4. Find the People Who Ground You
After the original article went live, a reader emailed me with this: “It’s not the break-up; it’s the ripple effects.” That hit home. When someone leaves your life, it disrupts more than date nights—it can shake up friendships, routines, even how you see yourself.
If you feel unmoored, find the things (and people) that keep you steady. For me, it was the friends who nonjudgmentally stockpiled cookie dough in my fridge and the harbor views that reminded me life, like the tide, is always moving.
Why This Article Changed Me
Ultimately, what made writing that piece so hard wasn’t the break-up itself or even the nosiness of the Nantucket grapevine. It was confronting the simple, human fact that the end of one connection will have you asking hard questions about all the others. What do I want from love? How do I show up for others? Who am I without this person? Writing about it made me face those questions, and spoiler alert: I didn’t have all the answers.
But the process also taught me to lighten up. Romantic failure isn’t always a Shakespearean tragedy. Most of the time, it’s an awkward comedy with a dash of heartfelt drama—like tripping on a cobblestone street but ending up next to a great sunset.
Moving Forward—and the Real Takeaway
Here’s the thing: Break-ups, much like the hardest writing assignments, are chaotic but clarifying. They make you sift through what matters most and find a way to let the rest go.
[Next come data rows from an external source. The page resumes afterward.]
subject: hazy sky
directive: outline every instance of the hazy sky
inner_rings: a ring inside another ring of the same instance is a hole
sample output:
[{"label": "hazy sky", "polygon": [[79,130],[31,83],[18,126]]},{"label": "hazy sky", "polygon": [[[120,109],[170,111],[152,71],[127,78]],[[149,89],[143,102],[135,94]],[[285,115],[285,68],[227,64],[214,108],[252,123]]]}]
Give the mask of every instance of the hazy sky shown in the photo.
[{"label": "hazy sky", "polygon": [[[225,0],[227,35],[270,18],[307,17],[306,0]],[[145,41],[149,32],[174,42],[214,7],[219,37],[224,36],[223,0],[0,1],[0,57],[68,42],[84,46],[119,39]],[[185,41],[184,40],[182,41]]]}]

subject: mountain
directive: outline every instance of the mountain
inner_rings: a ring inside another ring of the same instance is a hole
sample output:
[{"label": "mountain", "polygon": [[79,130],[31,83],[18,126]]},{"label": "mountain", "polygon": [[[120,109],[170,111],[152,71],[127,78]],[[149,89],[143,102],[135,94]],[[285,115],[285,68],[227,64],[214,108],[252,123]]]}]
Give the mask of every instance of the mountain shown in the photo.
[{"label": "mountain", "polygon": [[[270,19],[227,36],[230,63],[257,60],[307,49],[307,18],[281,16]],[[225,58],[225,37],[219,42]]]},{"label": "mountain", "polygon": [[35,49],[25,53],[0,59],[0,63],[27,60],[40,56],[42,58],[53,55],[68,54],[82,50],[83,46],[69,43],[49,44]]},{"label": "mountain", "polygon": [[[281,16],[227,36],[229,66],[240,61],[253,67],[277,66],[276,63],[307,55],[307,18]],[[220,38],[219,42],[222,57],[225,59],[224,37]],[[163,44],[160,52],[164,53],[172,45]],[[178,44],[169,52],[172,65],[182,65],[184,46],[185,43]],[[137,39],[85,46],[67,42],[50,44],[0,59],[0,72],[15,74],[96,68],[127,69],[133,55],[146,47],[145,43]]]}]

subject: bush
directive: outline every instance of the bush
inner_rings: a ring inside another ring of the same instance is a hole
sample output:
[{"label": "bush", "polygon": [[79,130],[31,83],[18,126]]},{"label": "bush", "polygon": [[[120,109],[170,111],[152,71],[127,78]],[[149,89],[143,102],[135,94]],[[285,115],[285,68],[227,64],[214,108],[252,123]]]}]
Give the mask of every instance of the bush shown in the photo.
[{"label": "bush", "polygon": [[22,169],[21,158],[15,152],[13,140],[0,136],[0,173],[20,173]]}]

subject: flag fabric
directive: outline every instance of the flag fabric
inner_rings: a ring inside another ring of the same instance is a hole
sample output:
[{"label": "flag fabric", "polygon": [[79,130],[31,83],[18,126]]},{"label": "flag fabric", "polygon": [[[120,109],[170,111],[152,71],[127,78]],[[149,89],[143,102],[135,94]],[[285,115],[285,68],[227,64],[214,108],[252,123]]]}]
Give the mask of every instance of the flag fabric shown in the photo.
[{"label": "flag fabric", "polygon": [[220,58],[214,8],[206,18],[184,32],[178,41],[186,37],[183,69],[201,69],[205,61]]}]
If you’re reading this from the middle of heartbreak, know this: you’ll make it through. Eventually, you’ll pack up the metaphoric boxes, find a new route to avoid the coffee shop if you must, and learn to laugh at the whole tangled mess of it.
And if you do live in a small town—or a small island—just one piece of bonus advice: never underestimate the healing power of ferry rides, long walks, and distracting yourself by people-watching tourists in overly ambitious cable-knit sweaters.
Because eventually, as I learned, you’ll look back on it all—the heartbreak, the awkwardness, and, yes, even the hardest piece you’ve ever written—and realize there’s beauty in starting over.